How long is it?

I have a measuring wheel. The one I have isn’t the most accurate measuring tool, but it is good for determining approximate distances. The device is fairly simple. there is a wheel that you roll along the ground that turns a digital meter displaying feet traveled by the device. It is useful for ordering fencing materials, planning landscaping, and other measuring tasks. Children are interested in the device. It is fun to measure distances to get the size of objects in your mind. Yesterday, I was talking with some of the children in our church about how long different things are. I used a tape measure to measure the length of my finger and the length of my arm. I pointed out to the children that my 25’ measuring tape would be difficult to use to determine the length of a train car. I have a 100’ measuring tape, which is long enough to measure a 50’ or even a 60’ train car, but the measuring wheel makes the job a bit simpler than laying out the long tape and then having to wind it in.

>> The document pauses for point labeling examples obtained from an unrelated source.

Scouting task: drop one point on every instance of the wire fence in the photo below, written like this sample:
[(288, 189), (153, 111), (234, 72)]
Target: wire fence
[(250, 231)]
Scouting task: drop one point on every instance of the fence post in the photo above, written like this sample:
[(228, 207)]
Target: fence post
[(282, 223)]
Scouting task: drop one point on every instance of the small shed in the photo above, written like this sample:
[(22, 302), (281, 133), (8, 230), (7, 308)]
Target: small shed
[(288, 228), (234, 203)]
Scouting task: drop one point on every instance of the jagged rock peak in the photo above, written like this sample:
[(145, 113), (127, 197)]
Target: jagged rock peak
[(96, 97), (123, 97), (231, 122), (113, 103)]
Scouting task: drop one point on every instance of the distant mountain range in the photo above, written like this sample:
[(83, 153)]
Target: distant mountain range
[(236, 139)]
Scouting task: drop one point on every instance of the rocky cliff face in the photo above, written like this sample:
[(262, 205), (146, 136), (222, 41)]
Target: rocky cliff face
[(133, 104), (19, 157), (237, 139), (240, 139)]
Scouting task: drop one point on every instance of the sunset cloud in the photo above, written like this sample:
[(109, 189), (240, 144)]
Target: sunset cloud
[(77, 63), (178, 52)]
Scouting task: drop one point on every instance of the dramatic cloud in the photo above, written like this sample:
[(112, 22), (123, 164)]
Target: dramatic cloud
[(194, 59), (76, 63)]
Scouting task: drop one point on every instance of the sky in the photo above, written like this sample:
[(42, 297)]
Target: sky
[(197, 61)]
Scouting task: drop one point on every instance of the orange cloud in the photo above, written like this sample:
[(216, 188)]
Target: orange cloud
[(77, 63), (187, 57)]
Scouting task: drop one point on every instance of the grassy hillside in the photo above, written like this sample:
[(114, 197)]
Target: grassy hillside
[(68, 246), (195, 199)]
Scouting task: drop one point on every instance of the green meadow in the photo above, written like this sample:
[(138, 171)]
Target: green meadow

Surveyors, builders, and others who make accurate measurements of large distances have modern measuring tools such as lasers that help them determine how long various things are.

However, I pointed out to the children, a good measuring tape, a measuring wheel, or even a laser is useless in determining how long certain things are. For example, if I ask, “How long will the sermon be?” no measuring tape will help us determine the answer. For that we need a clock. I had a simple wall clock to illustrate my point. Of course some of the children in the group do not know how to tell time with an analog clock that displays time with hands that rotate around a dial marked with 12 numbers. There is a bit of skill involved in using the device. It isn’t automatic to know that when the minute hand is on the four it indicates 20 minutes - the amount of time often allotted for a sermon in a mainline protestant church. Of course that assumes that the sermon started at the top of the hour, and unlikely scenario.

Even if you have a clock and know how to read it, you don’t have a way of knowing about things that take a very long time. For example the question, “How long until Christmas?” is hard to answer with a clock. I suppose I could make a way to record how often I wind the clock in my study, which has to be wound once a day. It will need to be wound 27 more times before Christmas. But the more conventional way of determining how long in the case of the question about Christmas is with the use of a calendar.

Had I put out the measuring tape, measuring wheel, clock, and calendar and asked an adult, “What do these things have in common?” I wonder how many would come up with the answer, “Each measures ‘how long?’”

I use a lot of object lessons when sharing time with children in worship these days. I suppose object lessons have often been a staple in children’s sermons, but the growth of hybrid worship during the pandemic has heightened my awareness of the need for items with strong visual images when addressing children in the room while at the same time addressing children online. I often remember the pioneering television work of Fred Rogers when planning the time with children for our worship services. For 31 seasons, Mr. Rogers’ Neighborhood was a staple of children’s television programming and the use of puppets combined with live actors created stories that were engaging for children of a wide age range. Mr. Rogers, however, did not work with a live studio audience. He was able to plan his programs exclusively for a television audience. That meant that video could be edited and a finished product produced from multiple takes of a particular scene or story. The time with children in our church is a bit more complex. We only get one shot and it needs to appeal to children who are in person in the room as well as those who are participating online through livestream. It also will be watched as a recording at a later time by some of the children.

And every experienced children’s pastor knows that the time with children is a critical time for communicating with adults as well. It is the one time in the worship service when everyone is paying attention to the presenter. The time with children often has the function of being an introduction to the scripture for adults as well as an engagement of the scripture with children. I am not sure that I appreciated the complexity of the experience when I was serving as a senior pastor and many weeks’ children’s times were led by others. My wife, Susan, is extremely gifted with the art of presenting children’s times to congregations. I have learned a lot by watching her over the years.

Being allowed to lead the time with children several Sundays in a row is a special treat of this phase of my career. There are weeks when it is my only worship responsibility, so I have time to think of that part of the service with careful attention.

When we stop to think of it, we know that not all time passes with equal impact. Ten minutes to get to the gate at the airport doesn’t feel the same as ten minutes of drilling at the dentist’s office. A year is a very long time for a three-year-old. It seems much shorter to his 60-year-old grandpa. The same person that will camp out overnight to wait in line to purchase tickets for a concert will complain about how long it takes a microwave oven to heat up a cup of soup. And we all know that you can’t measure the length of a pastor’s sermon with a tape measure.